For a more detailed example, see how hair care professional Brad Mondo compares box dye to professional color below:
2. For Color Maintenance, Invest in Products
Some shampoos can strip the cuticles in your tresses and cause the blonde (or the color you choose) to be brassy, therefore it’s best to use a sulfate-free shampoo. Actually, ensuring sulfates are not in most of your products is best.
Sulfates are chemicals used as cleansing agents. They're found in household cleaners, detergents, and even shampoo. The purpose of these sulfates is to create a lathering effect to remove oil and dirt from your hair. If your shampoo easily makes a lather in the shower, there's a good chance it contains sulfates. Sulfates help a shampoo to strip oil and dirt away from the hair. However, the hair needs to retain a bit of its natural moisture and oils to stay healthy. Sulfates may strip away too much moisture, leaving the hair dry and unhealthy.
A nourishing shampoo complemented with a mask is a great combination to keep your tresses healthy and your hue vibrant in-between salon visits.

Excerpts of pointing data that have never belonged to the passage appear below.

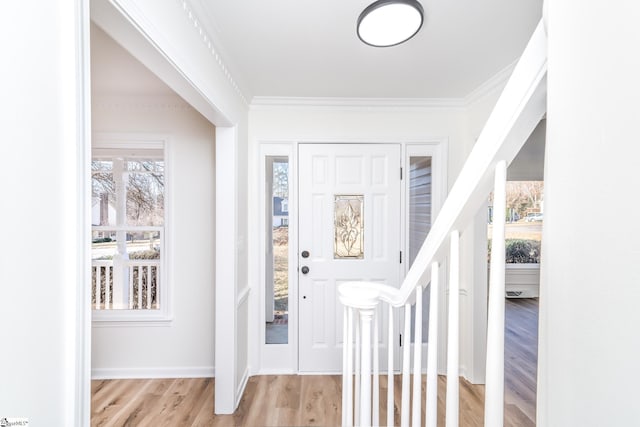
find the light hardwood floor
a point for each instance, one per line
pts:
(292, 400)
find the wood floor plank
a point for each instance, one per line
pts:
(312, 400)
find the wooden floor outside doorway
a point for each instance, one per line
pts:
(291, 400)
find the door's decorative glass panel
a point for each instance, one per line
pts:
(349, 227)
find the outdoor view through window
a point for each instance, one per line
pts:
(128, 229)
(277, 262)
(525, 212)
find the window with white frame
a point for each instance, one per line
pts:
(128, 228)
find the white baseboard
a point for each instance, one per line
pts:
(145, 372)
(243, 385)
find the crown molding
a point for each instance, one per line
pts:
(189, 9)
(139, 103)
(495, 83)
(356, 104)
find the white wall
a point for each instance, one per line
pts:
(589, 349)
(42, 312)
(186, 347)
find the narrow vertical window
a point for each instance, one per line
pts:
(420, 201)
(277, 253)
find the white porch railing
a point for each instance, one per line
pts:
(517, 112)
(133, 286)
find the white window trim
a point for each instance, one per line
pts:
(164, 315)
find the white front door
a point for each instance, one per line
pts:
(350, 228)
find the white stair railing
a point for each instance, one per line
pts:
(517, 112)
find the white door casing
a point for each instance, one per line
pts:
(326, 171)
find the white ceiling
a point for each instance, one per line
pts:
(298, 48)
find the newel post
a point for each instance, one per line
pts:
(356, 296)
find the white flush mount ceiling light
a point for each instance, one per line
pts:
(390, 22)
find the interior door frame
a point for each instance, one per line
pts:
(283, 358)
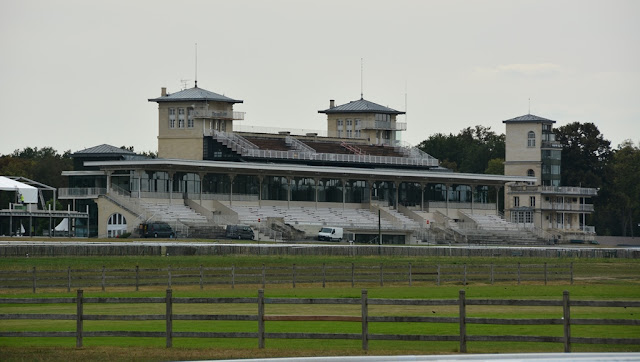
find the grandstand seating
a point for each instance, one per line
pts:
(347, 218)
(172, 213)
(264, 143)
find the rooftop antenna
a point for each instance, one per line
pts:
(361, 71)
(405, 100)
(196, 65)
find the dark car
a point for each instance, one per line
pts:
(240, 232)
(157, 230)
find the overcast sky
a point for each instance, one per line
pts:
(76, 74)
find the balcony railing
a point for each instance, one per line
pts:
(209, 113)
(567, 206)
(570, 190)
(551, 144)
(81, 192)
(384, 125)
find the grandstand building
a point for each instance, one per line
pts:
(358, 176)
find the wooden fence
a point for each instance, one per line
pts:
(293, 275)
(565, 304)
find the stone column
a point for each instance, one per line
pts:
(260, 178)
(231, 178)
(289, 179)
(171, 174)
(315, 182)
(343, 181)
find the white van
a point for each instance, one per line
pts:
(330, 234)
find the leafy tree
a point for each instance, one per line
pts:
(585, 155)
(495, 167)
(626, 173)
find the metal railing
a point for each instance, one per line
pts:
(567, 206)
(300, 146)
(569, 190)
(204, 112)
(81, 192)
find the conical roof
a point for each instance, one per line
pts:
(194, 94)
(361, 106)
(528, 118)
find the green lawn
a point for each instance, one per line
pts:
(595, 279)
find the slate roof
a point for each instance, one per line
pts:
(361, 106)
(194, 94)
(528, 118)
(104, 149)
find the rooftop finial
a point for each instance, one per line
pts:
(196, 65)
(361, 71)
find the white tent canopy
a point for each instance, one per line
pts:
(63, 225)
(29, 192)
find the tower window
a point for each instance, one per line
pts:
(531, 139)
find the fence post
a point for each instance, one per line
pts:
(103, 277)
(463, 324)
(352, 275)
(169, 318)
(464, 281)
(566, 315)
(79, 318)
(491, 273)
(571, 271)
(34, 280)
(365, 322)
(261, 318)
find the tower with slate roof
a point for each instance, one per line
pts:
(187, 116)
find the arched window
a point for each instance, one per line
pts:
(531, 139)
(116, 225)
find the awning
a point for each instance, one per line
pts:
(29, 192)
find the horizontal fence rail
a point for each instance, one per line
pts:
(396, 274)
(364, 317)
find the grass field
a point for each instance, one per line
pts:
(596, 279)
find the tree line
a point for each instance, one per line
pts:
(588, 160)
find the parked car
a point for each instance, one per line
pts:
(330, 234)
(240, 232)
(157, 230)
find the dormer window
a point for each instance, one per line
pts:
(531, 139)
(180, 117)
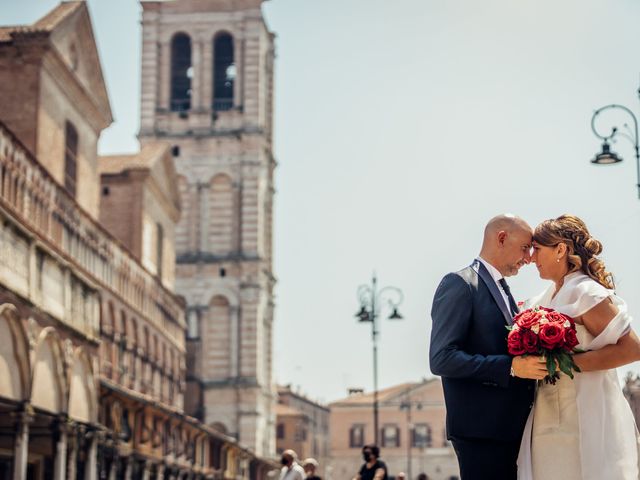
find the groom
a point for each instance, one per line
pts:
(486, 394)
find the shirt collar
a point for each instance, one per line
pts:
(495, 274)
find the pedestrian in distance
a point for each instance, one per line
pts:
(373, 468)
(310, 466)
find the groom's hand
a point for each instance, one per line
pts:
(531, 366)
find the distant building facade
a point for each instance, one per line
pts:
(93, 356)
(412, 436)
(207, 89)
(302, 425)
(631, 391)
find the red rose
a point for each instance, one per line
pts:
(570, 338)
(551, 335)
(527, 318)
(529, 341)
(514, 343)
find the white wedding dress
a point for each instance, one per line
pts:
(581, 429)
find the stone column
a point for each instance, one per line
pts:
(129, 469)
(196, 79)
(146, 473)
(234, 341)
(60, 464)
(21, 445)
(91, 462)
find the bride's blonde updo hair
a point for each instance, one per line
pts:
(582, 248)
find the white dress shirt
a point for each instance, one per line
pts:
(497, 276)
(296, 472)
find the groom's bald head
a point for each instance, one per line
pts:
(507, 243)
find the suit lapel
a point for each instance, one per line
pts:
(486, 277)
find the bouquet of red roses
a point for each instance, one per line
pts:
(544, 331)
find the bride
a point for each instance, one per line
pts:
(582, 429)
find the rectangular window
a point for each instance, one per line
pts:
(390, 436)
(70, 158)
(356, 436)
(421, 437)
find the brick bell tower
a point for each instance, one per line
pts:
(207, 88)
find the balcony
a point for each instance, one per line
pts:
(60, 258)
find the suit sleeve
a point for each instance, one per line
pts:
(452, 313)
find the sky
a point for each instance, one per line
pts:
(400, 129)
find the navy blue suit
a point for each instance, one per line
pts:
(486, 407)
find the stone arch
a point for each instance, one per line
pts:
(224, 71)
(82, 389)
(14, 355)
(49, 382)
(181, 72)
(222, 229)
(183, 233)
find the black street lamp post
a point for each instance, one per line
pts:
(608, 157)
(372, 301)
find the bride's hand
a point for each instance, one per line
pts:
(531, 366)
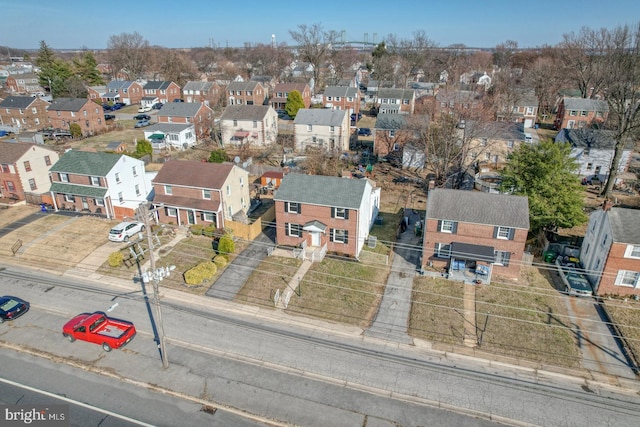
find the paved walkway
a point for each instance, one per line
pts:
(393, 313)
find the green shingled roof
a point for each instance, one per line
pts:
(86, 163)
(78, 190)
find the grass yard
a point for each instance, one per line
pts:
(626, 316)
(273, 273)
(524, 321)
(340, 290)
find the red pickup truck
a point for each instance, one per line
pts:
(99, 329)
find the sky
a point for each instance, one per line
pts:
(73, 24)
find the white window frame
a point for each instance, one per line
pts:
(632, 251)
(446, 226)
(500, 234)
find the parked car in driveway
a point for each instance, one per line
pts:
(123, 231)
(12, 307)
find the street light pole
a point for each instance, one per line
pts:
(155, 274)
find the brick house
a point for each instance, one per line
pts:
(342, 98)
(163, 91)
(249, 124)
(192, 192)
(394, 101)
(207, 93)
(81, 111)
(580, 113)
(195, 113)
(325, 214)
(107, 184)
(24, 112)
(246, 93)
(24, 168)
(282, 90)
(473, 234)
(325, 129)
(125, 91)
(610, 252)
(23, 83)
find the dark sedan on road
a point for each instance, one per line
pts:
(12, 308)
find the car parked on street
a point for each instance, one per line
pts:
(123, 231)
(97, 328)
(12, 307)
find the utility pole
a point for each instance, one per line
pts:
(156, 275)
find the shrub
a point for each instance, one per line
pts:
(116, 259)
(220, 260)
(200, 273)
(196, 229)
(226, 245)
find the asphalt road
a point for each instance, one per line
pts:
(305, 374)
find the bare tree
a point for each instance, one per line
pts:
(128, 53)
(622, 56)
(314, 44)
(583, 64)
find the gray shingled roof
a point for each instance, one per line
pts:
(584, 104)
(319, 116)
(67, 104)
(86, 163)
(250, 85)
(192, 173)
(390, 121)
(343, 91)
(477, 207)
(590, 138)
(624, 225)
(321, 190)
(20, 102)
(180, 109)
(245, 112)
(156, 84)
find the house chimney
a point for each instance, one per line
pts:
(606, 205)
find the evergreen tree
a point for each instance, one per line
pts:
(546, 174)
(294, 103)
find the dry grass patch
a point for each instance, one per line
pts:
(528, 322)
(625, 314)
(524, 321)
(340, 290)
(437, 310)
(273, 273)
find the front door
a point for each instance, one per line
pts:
(315, 239)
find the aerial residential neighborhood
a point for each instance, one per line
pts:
(442, 199)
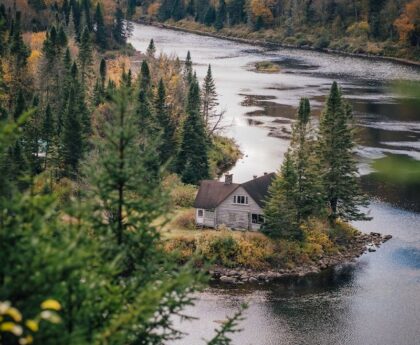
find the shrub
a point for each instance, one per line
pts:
(181, 195)
(186, 220)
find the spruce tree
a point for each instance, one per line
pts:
(192, 162)
(100, 31)
(220, 15)
(151, 49)
(188, 70)
(209, 98)
(118, 31)
(280, 210)
(338, 166)
(145, 77)
(178, 10)
(309, 200)
(167, 147)
(85, 56)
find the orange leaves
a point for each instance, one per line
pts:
(261, 8)
(153, 9)
(408, 20)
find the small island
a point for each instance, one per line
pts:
(292, 223)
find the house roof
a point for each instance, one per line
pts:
(212, 193)
(257, 188)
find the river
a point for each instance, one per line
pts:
(375, 300)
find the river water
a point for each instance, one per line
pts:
(373, 301)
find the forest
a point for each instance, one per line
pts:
(375, 27)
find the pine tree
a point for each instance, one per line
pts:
(192, 162)
(280, 210)
(100, 31)
(220, 15)
(188, 70)
(338, 166)
(210, 16)
(309, 201)
(178, 10)
(145, 78)
(167, 147)
(151, 49)
(118, 31)
(85, 56)
(209, 99)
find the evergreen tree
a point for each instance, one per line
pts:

Ammonia in hair color tends to strip away a lot of the protective barrier that keeps the hair cuticle sealed and the strands shiny, so to avoid dull hair, replenish what you’ve taken away with a good conditioner that’s made for color-treated hair.
3. Style Carefully
Heat tools and low-quality hair brushes can be damaging to the hair. Use a natural boar bristle brush to comb through your hair (gently!) and high-quality ceramic tools to straighten or curl your hair. Use a tourmaline or ion blowdryer on a low to medium heat setting to dry your hair post-shower or bath.